Perceptually optimized constraints: Expect more algorithms tuned to preserve attack morphology (rise time and crest factor) explicitly, not as an afterthought. In weapon audio, preserving the perceptual “edge” matters more than perfectly stable pitch.
High-sample-rate design pipelines: As 96 kHz+ recording becomes routine for sound design capture, time operations can be performed with more temporal precision and reduced aliasing, then rendered to 48 kHz deliverables with high-quality SRC.

The likely near-term “best practice” is not one algorithm, but an adaptive workflow: detect event structure, treat each region appropriately, and validate with measurable transient metrics plus real listening on multiple playback systems.

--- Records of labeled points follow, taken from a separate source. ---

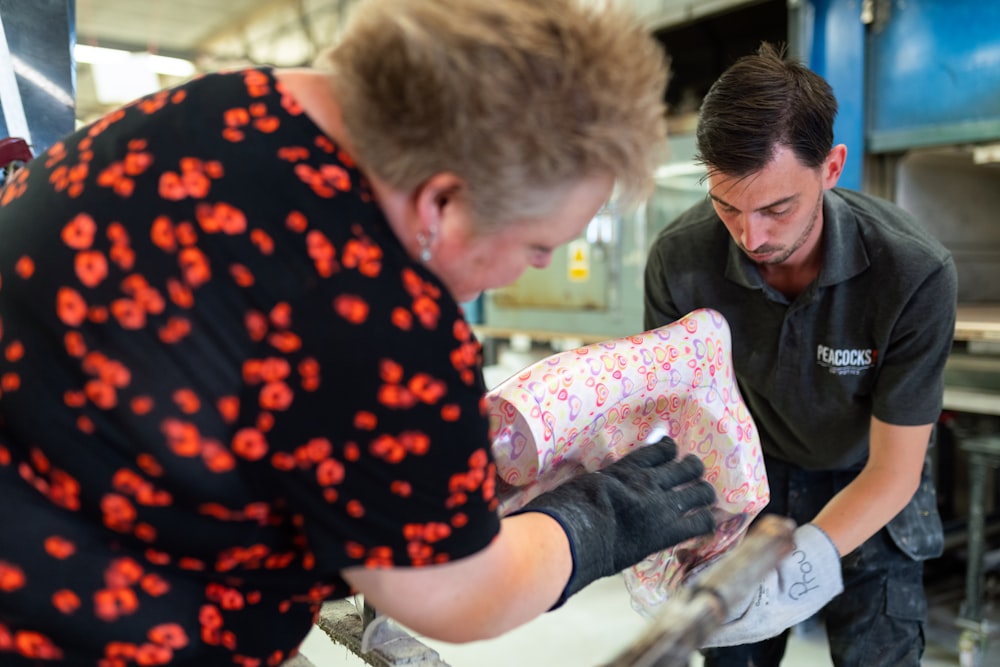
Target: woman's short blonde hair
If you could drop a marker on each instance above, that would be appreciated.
(520, 98)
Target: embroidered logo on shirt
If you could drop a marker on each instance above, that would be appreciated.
(845, 361)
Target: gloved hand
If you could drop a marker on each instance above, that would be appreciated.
(801, 585)
(643, 503)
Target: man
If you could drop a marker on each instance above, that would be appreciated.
(842, 310)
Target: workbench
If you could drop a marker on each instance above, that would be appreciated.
(976, 325)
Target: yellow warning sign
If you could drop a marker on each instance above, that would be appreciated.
(579, 260)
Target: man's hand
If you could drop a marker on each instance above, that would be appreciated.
(643, 503)
(800, 586)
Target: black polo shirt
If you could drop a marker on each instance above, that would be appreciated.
(869, 336)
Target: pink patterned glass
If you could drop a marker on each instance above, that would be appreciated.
(582, 409)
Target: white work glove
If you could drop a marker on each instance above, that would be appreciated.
(801, 585)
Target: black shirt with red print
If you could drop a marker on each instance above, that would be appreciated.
(222, 381)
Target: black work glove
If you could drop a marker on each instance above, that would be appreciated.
(643, 503)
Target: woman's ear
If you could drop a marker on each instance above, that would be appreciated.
(441, 195)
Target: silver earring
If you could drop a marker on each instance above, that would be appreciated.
(425, 248)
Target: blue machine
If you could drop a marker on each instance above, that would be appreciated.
(37, 78)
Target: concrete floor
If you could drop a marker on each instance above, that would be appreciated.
(598, 623)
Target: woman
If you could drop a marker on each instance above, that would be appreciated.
(236, 380)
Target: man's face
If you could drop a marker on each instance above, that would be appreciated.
(775, 215)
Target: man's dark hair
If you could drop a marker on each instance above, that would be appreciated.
(763, 101)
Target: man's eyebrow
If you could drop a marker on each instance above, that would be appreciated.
(779, 202)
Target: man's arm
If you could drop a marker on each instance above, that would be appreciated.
(885, 485)
(811, 576)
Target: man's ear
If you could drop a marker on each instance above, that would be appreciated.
(833, 167)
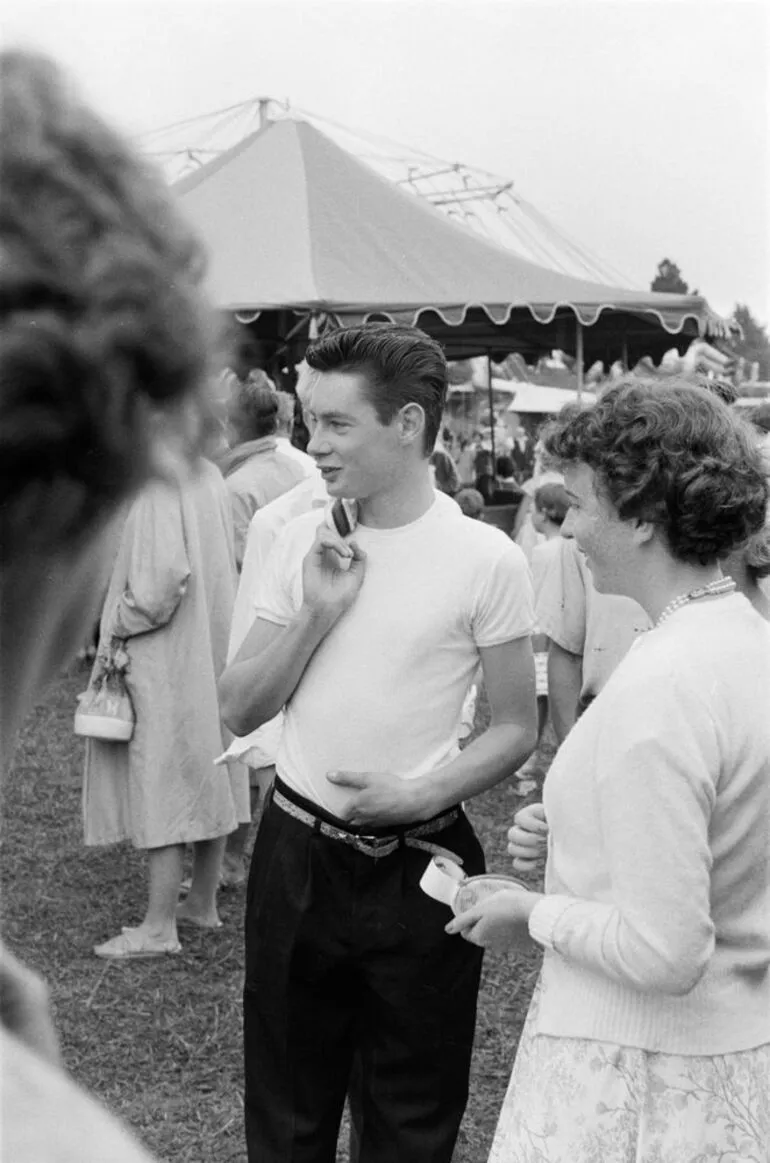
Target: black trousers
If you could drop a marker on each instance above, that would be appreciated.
(347, 960)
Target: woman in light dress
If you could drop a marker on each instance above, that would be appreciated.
(170, 601)
(648, 1040)
(104, 358)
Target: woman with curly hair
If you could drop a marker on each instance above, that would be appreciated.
(648, 1039)
(104, 358)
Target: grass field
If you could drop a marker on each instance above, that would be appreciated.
(159, 1041)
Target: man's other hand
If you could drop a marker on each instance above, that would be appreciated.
(379, 798)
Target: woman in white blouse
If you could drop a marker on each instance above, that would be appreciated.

8) Key Takeaways for Practicing Engineers

Weapon transients are sacred. If the first 5–30 ms loses definition, the sound stops reading as a weapon and starts reading as “processed audio.” Prefer varispeed or no stretch on attacks.
Stretch tails, not truth. Resonant tails and spaces are the safest regions for time stretching; keep dry/transient layers intact for localization and impact.
Match algorithm to statistics. Tonal/resonant material often prefers PV-style methods; noise-like whooshes often prefer WSOLA/granular with tuned grain size.
Use measurements to catch subtle failures. Compare crest factor and attack time before/after; watch spectral centroid and listen for modulation “flutter” and metallic phasing.
Work in bands when needed. Split into low resonances and high air/noise and process differently to avoid a single compromise setting.
Always validate translation. Check mono collapse, small speaker readability, and true-peak behavior after time stretching and subsequent processing.

Time stretching is a powerful lever for combat sound design, but it rewards engineers who treat it as a structural operation rather than a convenience. The most convincing results come from respecting the event’s physics—preserving the transient and manipulating the components that the ear interprets as size, duration, and space.